劇烈的痛隨著他的頂進不斷傳來,我的手沒有反抗的作用只能緊抓著軟墊。
獸人的興奮可以從他深進我口中的淫穢舌頭的激動上知道,還有腸道承受不住他的磨動不斷地發出劇痛裡知道。
我不停地哭著卻無法張口大叫,身體因為他的強暴開始發痛,意識漸漸模糊。
依稀發現獸人的手依舊玩弄著那沒有反應的地方。
呵!我不禁在昏迷前恥笑。
那裡果然廢了!全都廢了。
哈哈
也許過了很久,我慢慢地恢復了意識,沒希望過自己能醒過來,如果可以。。真想一直這樣昏迷著。
睜開了眼,看見的是一片金黃。原來我是趴在獸人的胸口上,身體隨著他沉穩的呼吸起伏著。
心裡不禁一陣深刻的厭惡,兩手輕撐著他身體兩旁的地板,動起跨在他腰側的雙腿,發顫著要離開他的胸膛。
卻沒想到才剛抬起近乎痠麻的腰,竟發現獸人的竟然還留在我的體內。
那深埋進我體內的兇器,就隨著我抬腰的動作擦著腸璧滑出了一部份。
「啊─」我難過的低喊,卻同時驚訝著滑出股間的粗體竟還夾帶著溫熱的黏稠液體,一起脫離辣痛的穴口。
一股酸意自胃中洶湧而出,為了忍住這酸意我無力再去支援腰部的動作,於是重重地落在獸人的胸膛,而股間的粗體因此再次衝破腸道埋入。
「嗚!!」緊咬著牙,我才忍住這怪異卻也痛的令人想大叫的滋味。
粗柱又完全回到腸道中,我緩緩地深呼吸幾次再次提起力氣
也許是已經知道要離開粗柱有什麼情況發生,第二次撐起雙腳抬腰時已沒有多大的難受和困難。
獸人又長又粗的柱體終於隨著緩緩的抬高漸漸脫離發痛的穴口,只留下不停湧出穴口的黏稠液體。
厭惡地隨手一抹,只怕會讓自己吐出來所以沒有勇氣看手中黏糊的東西,便往旁邊凌亂的被子擦。
沒有多大的意願讓自己繼續停留在獸人的身上,我輕手輕腳地爬離依舊熟睡的獸人,在床的角落裡找到安全的地方。

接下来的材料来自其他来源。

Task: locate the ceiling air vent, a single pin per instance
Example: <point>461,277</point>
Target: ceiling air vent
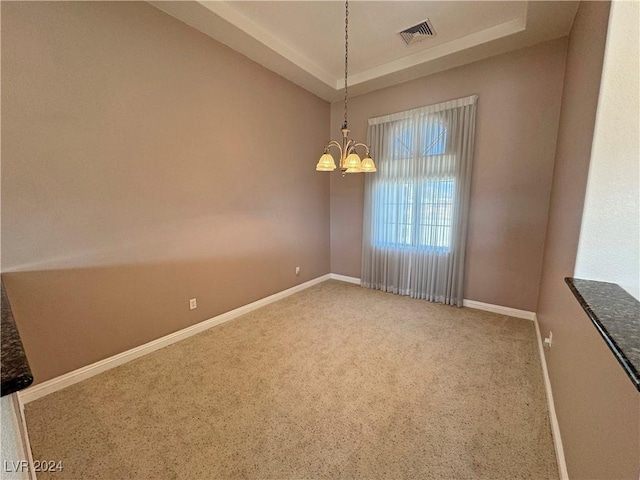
<point>418,32</point>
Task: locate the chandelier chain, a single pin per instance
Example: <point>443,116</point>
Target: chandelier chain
<point>346,56</point>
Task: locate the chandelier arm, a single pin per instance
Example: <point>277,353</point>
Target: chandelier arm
<point>333,143</point>
<point>366,147</point>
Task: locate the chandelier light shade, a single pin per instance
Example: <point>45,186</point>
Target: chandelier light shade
<point>350,161</point>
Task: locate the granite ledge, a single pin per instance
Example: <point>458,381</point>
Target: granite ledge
<point>616,316</point>
<point>15,371</point>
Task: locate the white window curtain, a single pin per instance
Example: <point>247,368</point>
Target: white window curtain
<point>417,204</point>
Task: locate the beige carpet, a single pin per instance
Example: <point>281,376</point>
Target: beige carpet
<point>334,382</point>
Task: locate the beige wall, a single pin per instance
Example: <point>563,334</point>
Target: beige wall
<point>144,164</point>
<point>597,405</point>
<point>517,122</point>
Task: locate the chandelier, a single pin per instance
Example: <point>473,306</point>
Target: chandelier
<point>349,159</point>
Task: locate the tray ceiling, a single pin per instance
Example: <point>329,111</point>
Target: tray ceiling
<point>304,40</point>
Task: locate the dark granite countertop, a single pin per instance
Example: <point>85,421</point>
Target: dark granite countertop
<point>15,370</point>
<point>616,315</point>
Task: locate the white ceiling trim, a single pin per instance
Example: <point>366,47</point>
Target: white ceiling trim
<point>469,41</point>
<point>539,21</point>
<point>242,23</point>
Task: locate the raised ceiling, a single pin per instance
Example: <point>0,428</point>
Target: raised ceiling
<point>304,40</point>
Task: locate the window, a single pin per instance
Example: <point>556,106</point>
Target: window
<point>416,207</point>
<point>413,200</point>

抱著一個柔軟的抱枕曲坐著,我努力地將發酸發顫的身子縮排這角落中,也許是遠離獸人的關係嘔吐感也就沒有這麼強烈。
瞪著窗外皎潔渾圓的月,我想的不是別的。
只想知道這樣的惡夢什麼時候會結束??
【5】寵物同伴
每當我從昏迷中睜眼時,我總是希望自己看見的是注視了十八年的房間而不是此時陌生卻逐漸熟悉的雕花天花板。
耳邊充滿著低沉卻有渾厚的雜聲說著聽不懂的話,昏沉沉的腦袋不得不清醒,卻也更明白地聽見裡頭還夾帶著細細的軟聲。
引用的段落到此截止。